Drug targeting is the ability of a curative agent to move on coveted site of action with small or no interaction with non mark tissue. Niosomes are one of the best bearers for drug targeting. Niosomes are Microscopic lamellar construction formed on alloy of non ionic wetting agent of the alkyl or dialkyl polyglycerol ether category and cholesterin with subsequent hydration in aqueous media. Niosomes can be SUV ( Small Unilamellar Vesicles ) , MLV ( Multi lameller Vesicles ) or LUV ( Large Unilamellar Vesicles ) . The method of readying of noisome is based on liposome engineering. The basic procedure of readying is same like hydration by aqueous stage of the lipid stage which may be either a pure wetting agent or mixture of wetting agent or mixture of wetting agent with cholesterin. Niosomes are of import vehicle for drug bringing and being nonionized which is less toxic and better the curative index of drug by curtailing action to aim cells. Niosomes have shown good release profile and therefore function better option for drug bringing system.

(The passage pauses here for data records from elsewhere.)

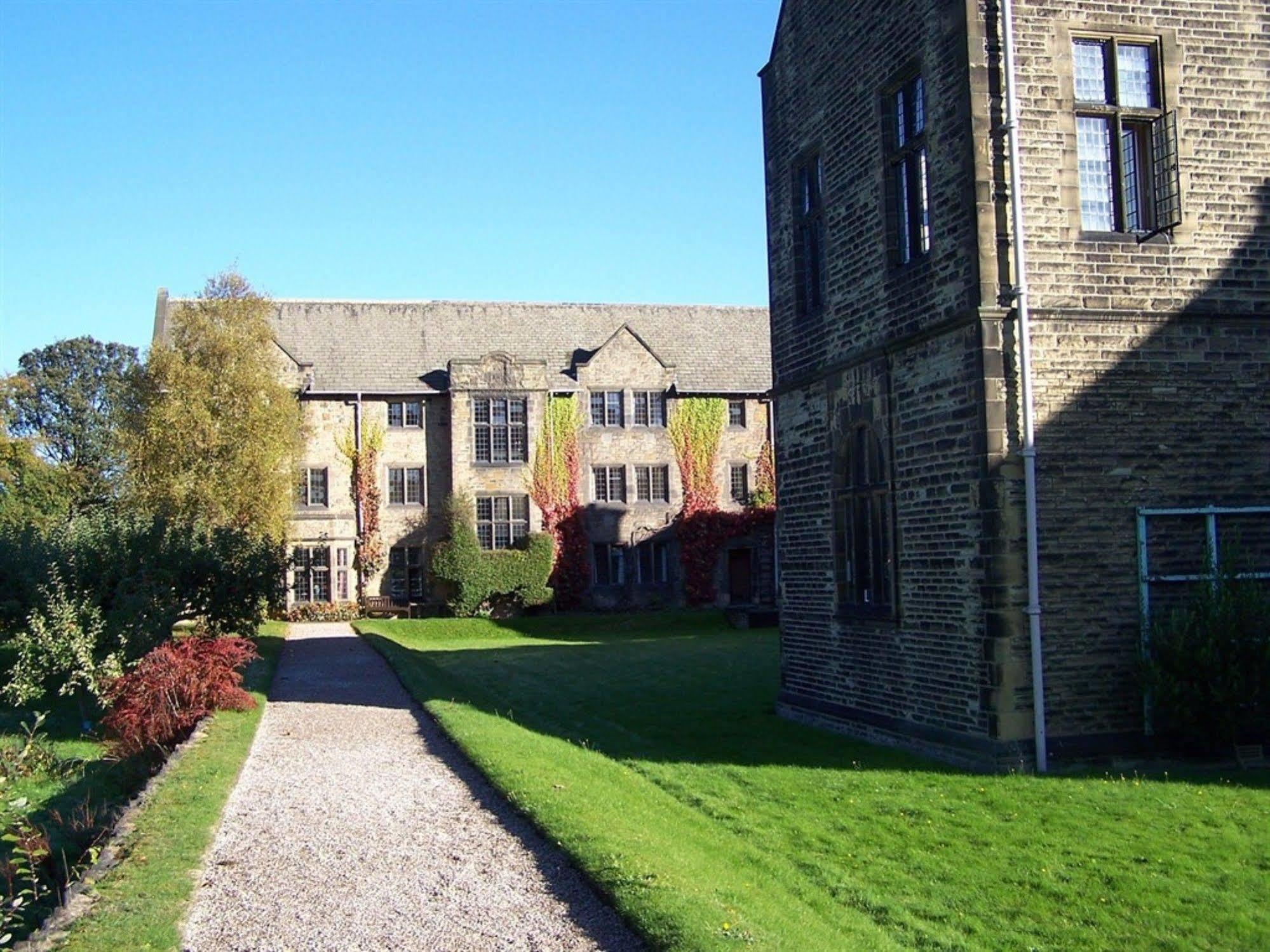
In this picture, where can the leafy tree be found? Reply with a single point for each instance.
(213, 432)
(66, 398)
(138, 575)
(61, 648)
(32, 490)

Niosome, Mutilamellar cyst,
Target oriented drug bringing system are the countries of major involvement in the modern pharmaceutical research. The selective drug bringing to the mark tissue increases the curative efficiency of the drug and decreases its unwanted consequence of non mark tissue. Niosomes are microscopic lamellar construction, one type of nonionized surfactant cyst, alloy of nonionized wetting agent of alkyl or dialkyl polyglycerol ether category and cholesterin with subsequent hydration in aqueous media. [ 1.14.2 ] The presence of the steroidal system ( cholesterin ) increase the Rigidity of the bilayer and of import constituent of the cell membrane and its presence affects bilayer fluidness and permeableness. This bearer system protect the drug molecule from the premature debasement and inactivation due to unwanted immunological and pharmacological effects. [ 1.4.4 ] . Niosomes and liposomes are equiactive in drug bringing potency and both increase drug efficiency as compared with that of free drug. Mostly niosomes are preferred over liposome because the former exhibit high chemical stableness and economy. [ 1.21.4 ] . This article fundamentally stress on the increasing involvement of assorted discoverer and research workers in nano size colloidal systems, specially foregrounding the niosomal drug bringing system.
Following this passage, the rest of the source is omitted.